Return on Equity (ROE) = Average

Revenue [5 years CAGR] = Good

Net Earnings [5 years CAGR] = Good

Basic Earnings per Share (EPS) [5years CAGR] = Good

My Insight

Based on my calculation on Discounted Earnings Model, Kronologi Asia Berhad has a fair value of RM1.336. The current market value of KRONO is RM0.78 which is undervalued. (Based on 7Nov2019). KRONO has a beta of 2.014 (500days) indicates that the company is more volatile than the current market, which indicates that investors/traders actively trading this stock and for short term trader, they may face higher risk. Based on my computation of Compound Annual Growth Rate (CAGR), KRONO has an expected market return of 6.24%. KRONO has a Return of Equity (ROE) of 9.944%, which is slightly decreased from 10.976% from last year which means slightly unhealthy.

In conclusion, Kronologi Asia Berhad has achieved outstanding performance in FY2018 as the revenue, gross profit and net profit after tax increasing based on years-on-years (y-o-y) basis.

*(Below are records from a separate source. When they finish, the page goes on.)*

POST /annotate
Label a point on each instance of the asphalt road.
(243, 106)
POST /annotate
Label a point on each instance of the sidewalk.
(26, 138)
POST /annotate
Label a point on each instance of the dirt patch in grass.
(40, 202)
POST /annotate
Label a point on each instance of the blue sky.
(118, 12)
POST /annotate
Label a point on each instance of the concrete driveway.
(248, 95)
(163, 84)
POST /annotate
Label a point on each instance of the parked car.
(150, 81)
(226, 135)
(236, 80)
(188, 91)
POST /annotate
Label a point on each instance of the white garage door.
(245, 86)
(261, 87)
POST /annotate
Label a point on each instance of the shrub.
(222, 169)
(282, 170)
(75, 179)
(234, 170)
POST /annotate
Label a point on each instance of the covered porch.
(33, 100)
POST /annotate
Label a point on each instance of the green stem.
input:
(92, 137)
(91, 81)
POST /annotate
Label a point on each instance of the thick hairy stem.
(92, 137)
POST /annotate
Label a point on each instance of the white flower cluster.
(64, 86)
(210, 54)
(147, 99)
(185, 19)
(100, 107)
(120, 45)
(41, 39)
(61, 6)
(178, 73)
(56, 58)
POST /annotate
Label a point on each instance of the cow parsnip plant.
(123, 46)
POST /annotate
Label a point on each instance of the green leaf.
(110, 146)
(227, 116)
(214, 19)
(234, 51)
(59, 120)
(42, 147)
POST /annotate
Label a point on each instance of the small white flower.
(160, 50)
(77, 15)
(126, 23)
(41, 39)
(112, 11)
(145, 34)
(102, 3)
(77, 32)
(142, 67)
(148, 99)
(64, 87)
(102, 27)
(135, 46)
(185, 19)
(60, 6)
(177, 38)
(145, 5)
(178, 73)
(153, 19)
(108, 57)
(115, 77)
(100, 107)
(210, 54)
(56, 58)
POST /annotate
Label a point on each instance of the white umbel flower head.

KRONO’s prospect remains bright by looking at the growth of both EDM Infrastructure Technology (IT) & EDM Managed Services (MS) and new solutions related to artificial intelligence (AI) and Internet of Things (IoT). I believe the company can grow very well in the future. However, investors or traders must be cautious that the decreasing of ROE of the company, this indicates that the management ability on effectiveness in resources utilisation to generate return for each dollar invested in the company, decreasing.